What she didn’t understand was how Amos had been able to find this god’s favor. He who had militarized his people—armed them with icy glares, boom-cannons, ships that could survive the tumultuous gray waters, and His leather-bound instruction—and led them to bounty. And what bounty meant to them was everything: not just the land, but the trees, the animals, the voices, the children. This god had expressed nothing but disdain for them and yet, here it was, fully shining on Amos in such a way that he paid her hand, which was held there by the voices and the shadows, no heed.
“Don’t cross these bones!” Maggie said loudly, not caring, for the moment, who heard her.
Amos continued to walk toward the Big House. Maggie’s mouth dropped. She moved back some. Quickly, she picked up a stick and drew a circle with an X inside it, then spit. Amos continued right past it. Stunned, she scuttled back even more. She reached into her apron pocket and pulled out a pouch. Inside it was rock salt. She threw it on the ground in front of Amos and finally, he stopped. He looked down at the pouch in front of his feet.
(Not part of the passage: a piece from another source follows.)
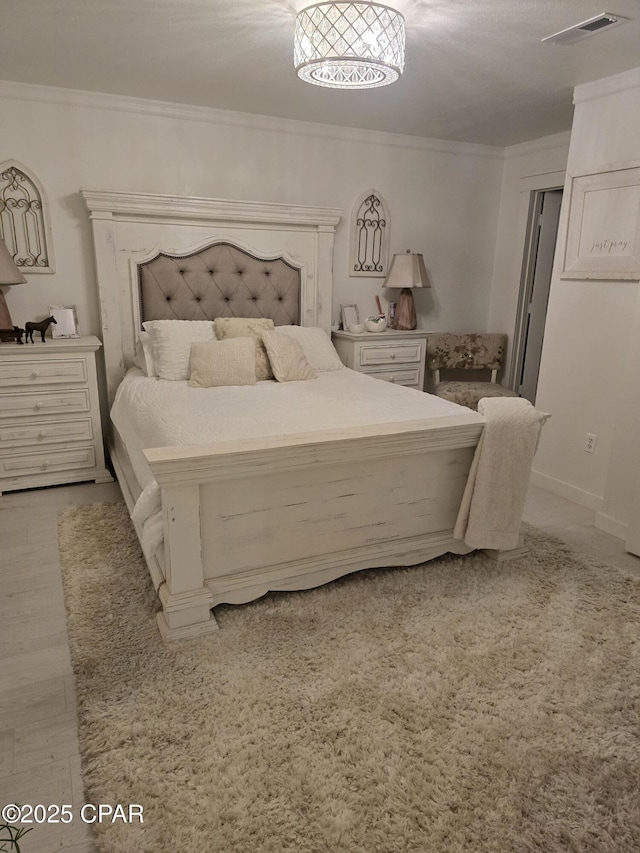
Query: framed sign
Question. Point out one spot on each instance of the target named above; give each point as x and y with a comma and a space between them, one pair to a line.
603, 227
“Cross that and not near none of us can stop what happens next,” Maggie said.
“I shoulda known you was the dark cloud,” Amos said calmly. “This a mistake, Mag. I ain’t got no quarrel with you.”
“What you finna do—I got a quarrel with that.” She put her hands on her hips.
“I been patient. I tried to . . .”
“‘Patient’? You talking they words now; talk ours.”
Amos swatted away a fly, or maybe it was Maggie’s words. In either event, his hand went up by his face in a flurry. When he finally came to a stop, Maggie eyed him up and down.